Perjalanan ke Yogyakarta selama lima hari ini adalah salah satu bentuk relaksasi untuk gue yang akan pindah ke kantor baru, juga untuk Daru yang sedang jenuh di kantornya saat ini. Bisa dibilang, tema perjalanan kali ini adalah berpetualang sambil bersantai. Ada jalan-jalannya, ada juga leyeh-leyeh di hotel seharian.

Lalu, apa yang gue lakukan di Yogya dalam waktu 5 hari? Jadi gini ceritanya.

Mengunjungi Situs Warungboto
Pernah mendengar atau mengunjungi Taman Sari? Nah! Bentuk bangunan di Situs Warungboto ini mirip dengan desain arsitektur Taman Sari. Dulunya, Situs Warungboto digunakan oleh Sultan Hamengkubuwono II sebagai tempat peristirahatan. Sisa-sisa bangunan Situs Warungboto sempat rusak parah akibat gempa tektonik pada tahun 2006. Tapi kemudian, Balai Pelestarian Cagar Budaya melakukan renovasi dan kini Situs Warungboto menjadi salah satu tempat wisata yang mulai ramai dikunjungi wisatawan.



Situs Warungboto sendiri memiliki struktur bangunan yang instagenic, alias sangat ketje dijadikan spot untuk foto-foto kemudian di-post di Instagram. Haha! Makanya, nggak heran kalau saat berkunjung ke sini, kalian banyak menemukan muda-mudi yang sibuk foto-foto dengan alat perang (re: kamera) mereka. Tentu saja gue dan Daru nggak mau melewatkan momen untuk foto di tempat cantik ini.




Untuk berkunjung ke Situs Warungboto, pengunjung nggak perlu merogoh kocek dalam-dalam. Hanya butuh Rp3.000 saja untuk biaya parkir. Menuju tempat ini pun tidak sulit karena letaknya tidak jauh dari pusat kota.

Menghirup Udara Pegunungan di Hutan Pinus
Dari pantai, hingga hutan... Yogyakarta punya banyak tempat seru untuk dijelajahi. Jadi, kalau kamu nggak mau belok ke pantai, kamu bisa terus lari ke hutan (sounds familiar?). Ada beberapa hutan pinus di Yogyakarta yang bisa dikunjungi, yaitu Hutan Pinus Asri, Hutan Pinus Mangunan, dan Hutan Pinus Pengger. Dalam kunjungan kali ini, gue dan Daru memutuskan untuk pergi ke Hutan Pinus Pengger.
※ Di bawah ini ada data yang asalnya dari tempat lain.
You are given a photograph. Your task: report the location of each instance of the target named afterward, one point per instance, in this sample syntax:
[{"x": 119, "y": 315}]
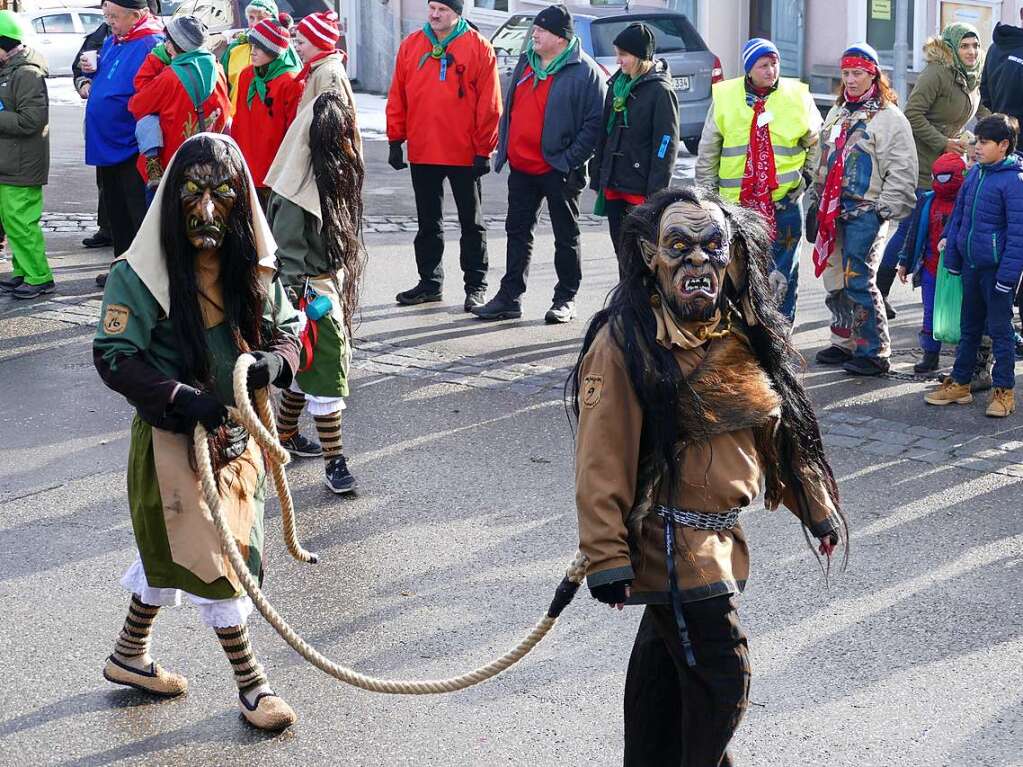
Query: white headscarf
[{"x": 146, "y": 255}]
Perjalanan menuju Hutan Pinus Pengger hanya memakan waktu 40 menit dari penginapan gue di daerah Brontokusuman. Walaupun tidak terbilang jauh, namun rute perjalanannya cukup 'gahar' untuk kami, Ciwik-ciwik Nekad. Jalanan naik turun dengan belokan curam, serta sawah, kebun dan jurang mewarnai perjalanan kami menuju Hutan Pinus Pengger. Pastikan kamu selalu berhati-hati saat berkendara menuju tempat ini, ya. Apalagi saat malam hari, di mana tidak ada lampu jalan di sekitar hutan. 
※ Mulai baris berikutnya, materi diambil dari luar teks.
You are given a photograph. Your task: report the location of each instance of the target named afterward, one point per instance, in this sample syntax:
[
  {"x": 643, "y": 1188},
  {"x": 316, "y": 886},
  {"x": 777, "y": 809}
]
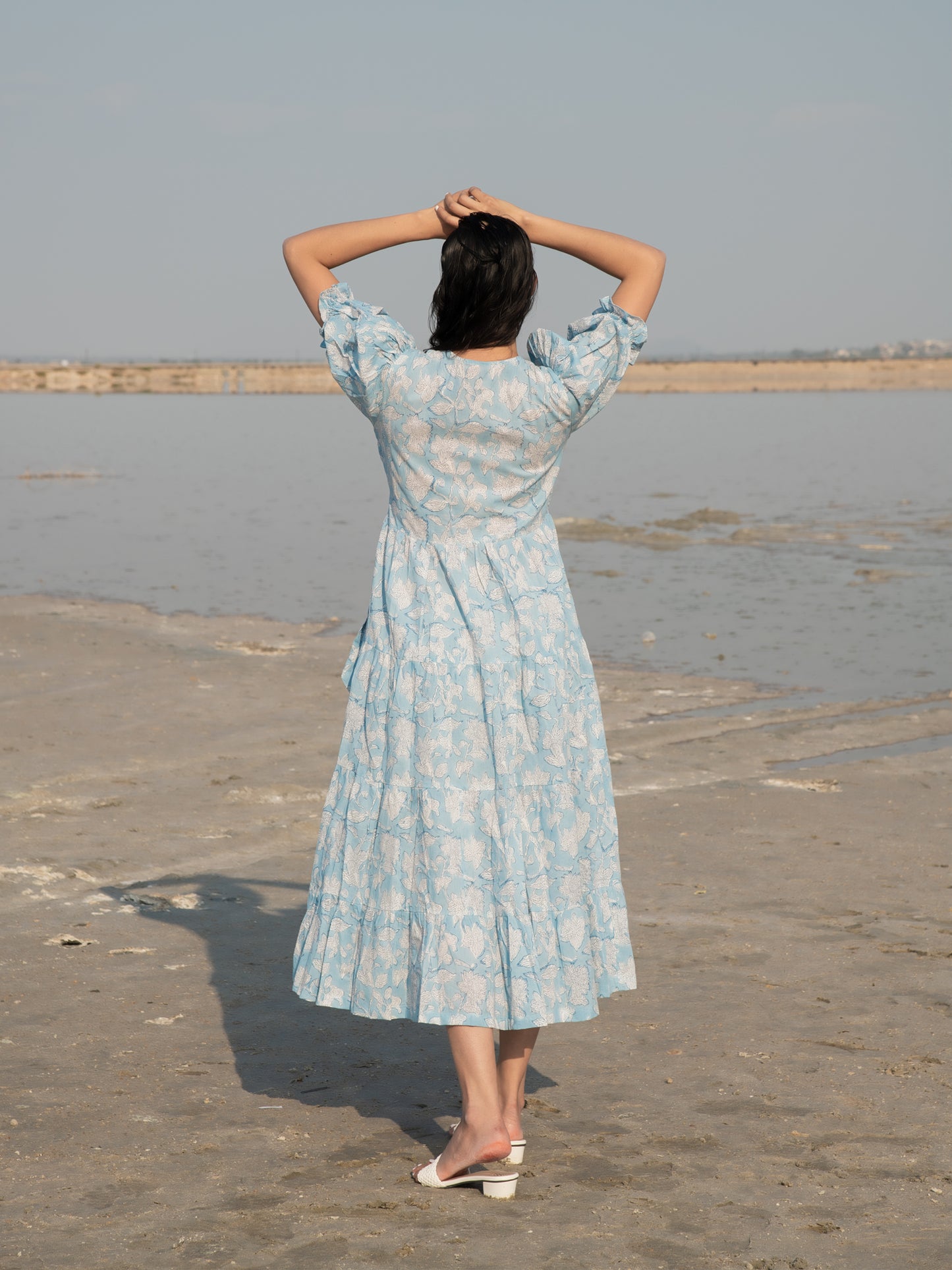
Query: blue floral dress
[{"x": 466, "y": 869}]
Begitu sampai di area hutan, pengunjung diwajibkan membayar biaya parkir dan biaya masuk. Untuk dua orang dan satu motor, gue hanya dikenakan biaya Rp7.000 saja. Biaya ini terbilang sangat murah untuk tempat wisata dengan toilet dan mukena yang bersih.
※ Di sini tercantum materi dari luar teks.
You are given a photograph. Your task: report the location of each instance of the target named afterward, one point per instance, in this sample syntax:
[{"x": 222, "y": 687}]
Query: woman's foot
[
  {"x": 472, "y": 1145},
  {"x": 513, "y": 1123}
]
Saat gue ke sana, Hutan Pinus Pengger sedang ramai dikunjungi oleh wisatawan. Wajar aja, sih, karena gue berkunjung saat long weekend. Biarpun ramai, tapi suasananya nggak nyebelin. Semua orang tertib antre untuk foto di sejumlah spot cantik, mulai dari rumah-rumah kurcaci yang dibentuk dari ranting pohon, hammock warna-warni yang dipasang bertingkat, hingga gardu pandang berbentuk tangan raksasa. Intinya, kalau kamu ke sini, jangan lupa untuk mengeksplor setiap sudut Hutan Pinus Pengger ini.




Nggak cuma untuk membersihkan paru-paru dan menambah koleksi foto aja, kamu juga bisa menikmati pemandangan matahari terbenam di Hutan Pinus Pengger. Dalam suasana ramai saja, gue dan Daru masih bisa menikmati sunset yang cantik sembari ditemani angin sepoi-sepoi.







Makan Sate Klatak
Di pertengahan jalan menuju Hutan Pinus Pengger, kami sempat mampir ke Sate Klatak Pak Pong untuk makan siang. Mumpung lagi ke Yogya, Daru pun mengajak gue nyicipin makanan khas Bantul ini.

Kenapa dinamakan sate klatak? Konon katanya nama tersebut diambil dari bunyi "klatak klatak" yang muncul saat sate ini dipanggang. Kenapa bisa muncul suara tersebut? Karena sate yang terbuat dari daging kambing muda dengan bumbu garam dan merica ini tidak ditusuk dengan bambu seperti sate kebanyakan, melainkan jeruji sepeda.



Penyajian sate ini juga beda dari sate pada umumnya. Jika sate biasanya disajikan dengan bumbu kacang atau sambal kecap, maka sate klatak disajikan dengan sedikit kuah gulai. Seinget gue, harga satu porsi yang terdiri dari dua tusuk sate itu hanya sekitar 20 ribuan.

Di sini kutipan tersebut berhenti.